Continuity equations

Continuity equation is used to describe the transport of some quantities. It is based on the law of conservation of mass which states that mass can neither be created nor destroyed. For a flow process through a control volume where the stored mass does not change, fluid enters and leaves the controlled volume through its surface called controlled  surface. Inflow of fluid equals to outflow which is net mass flow out of control volume through surface S = time rate of decrease of mass inside control volume $v$. $$\frac{\partial }{{\partial t}}\mathop{{\int\!\!\!\!\!\int\!\!\!\!\!\int}\mkern-31.2mu \bigodot}\limits_v  {\rho dv + \mathop{{\int\!\!\!\!\!\int}\mkern-21mu \bigcirc}\limits_S  {\rho v.ds = 0} }$$

Continuity equation in the form of partial differential equation is  $$\frac{{\partial \rho }}{{\partial t}} + \nabla .\left( {\rho u} \right) = 0$$ For a steady flow, $$\frac{\partial }{{\partial t}} = 0$$ $$\nabla  \cdot \left( {\rho v} \right) = 0$$ For a flow with constant density on applying continuity equation, Area x velocity = constant. $${A_1}{V_1} = {A_2}{V_2}$$

Example: Water is flowing through a pipe, having inlet inside diameter of 80 mm at 8m/sec. Calculate the velocity at exit  if inside diameter is reduced to 30 mm.

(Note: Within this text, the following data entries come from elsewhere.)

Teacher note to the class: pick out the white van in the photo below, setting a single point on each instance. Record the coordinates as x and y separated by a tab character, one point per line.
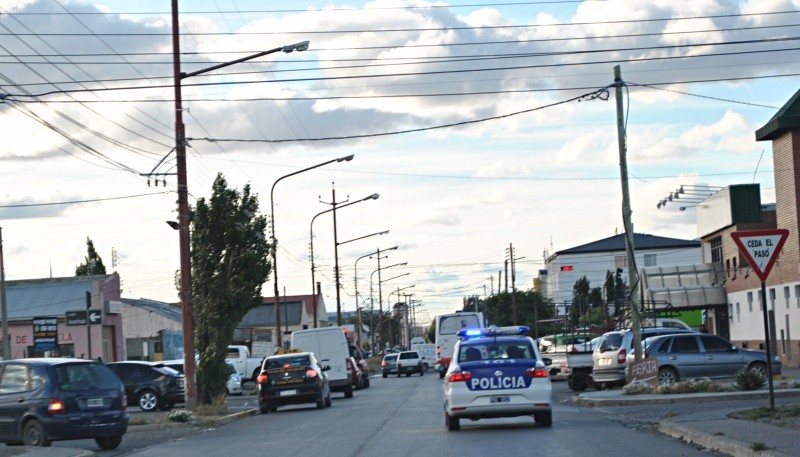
330	346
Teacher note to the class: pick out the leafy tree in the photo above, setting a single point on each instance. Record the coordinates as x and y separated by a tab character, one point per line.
229	264
92	263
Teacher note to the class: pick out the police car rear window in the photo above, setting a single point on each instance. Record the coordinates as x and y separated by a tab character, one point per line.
495	351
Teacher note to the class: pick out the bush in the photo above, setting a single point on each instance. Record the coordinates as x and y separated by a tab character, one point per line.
180	415
748	380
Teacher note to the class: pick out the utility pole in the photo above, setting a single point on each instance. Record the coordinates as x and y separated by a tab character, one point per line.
633	274
3	305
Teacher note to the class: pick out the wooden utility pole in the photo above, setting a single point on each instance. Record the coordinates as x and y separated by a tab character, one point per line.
633	274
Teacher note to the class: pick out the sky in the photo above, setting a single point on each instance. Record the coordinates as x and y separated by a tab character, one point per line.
482	126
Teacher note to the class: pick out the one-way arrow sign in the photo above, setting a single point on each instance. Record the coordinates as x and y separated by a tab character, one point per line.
94	316
761	248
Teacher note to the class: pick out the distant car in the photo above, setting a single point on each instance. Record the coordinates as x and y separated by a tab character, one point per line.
496	372
290	379
152	385
389	364
691	356
409	362
52	399
610	355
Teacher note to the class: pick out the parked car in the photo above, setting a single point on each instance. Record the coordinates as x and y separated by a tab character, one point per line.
233	382
356	375
690	356
609	357
361	361
46	400
152	385
409	362
389	364
293	378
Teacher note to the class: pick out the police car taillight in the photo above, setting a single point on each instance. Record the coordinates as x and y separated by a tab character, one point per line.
536	372
460	376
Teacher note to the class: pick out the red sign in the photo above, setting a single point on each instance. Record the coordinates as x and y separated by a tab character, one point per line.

Solution : From continuity equation, we know that $${A_1}{V_1} = {A_2}{V_2}$$   where 1 , 2 represents inlet and exit conditions $${A_1} = \pi {\left( {\frac{{80}}{2}} \right)^2}$$ $${V_1} = 8\,m/s$$ $${A_2} = \pi {\left( {\frac{{30}}{2}} \right)^2}$$ $${V_2} = \,\,?$$ $$\Rightarrow \pi {\left( {\frac{{80}}{2}} \right)^2} \times 8 = \pi {\left( {\frac{{30}}{2}} \right)^2} \times {V_2}$$ $$\Rightarrow {V_2} = \frac{{80 \times 80 \times 8}}{{30 \times 30}}$$ $$= 56.88\,m/s.$$ Therefore  water is flowing at exit of pipe at 56.88 m/s.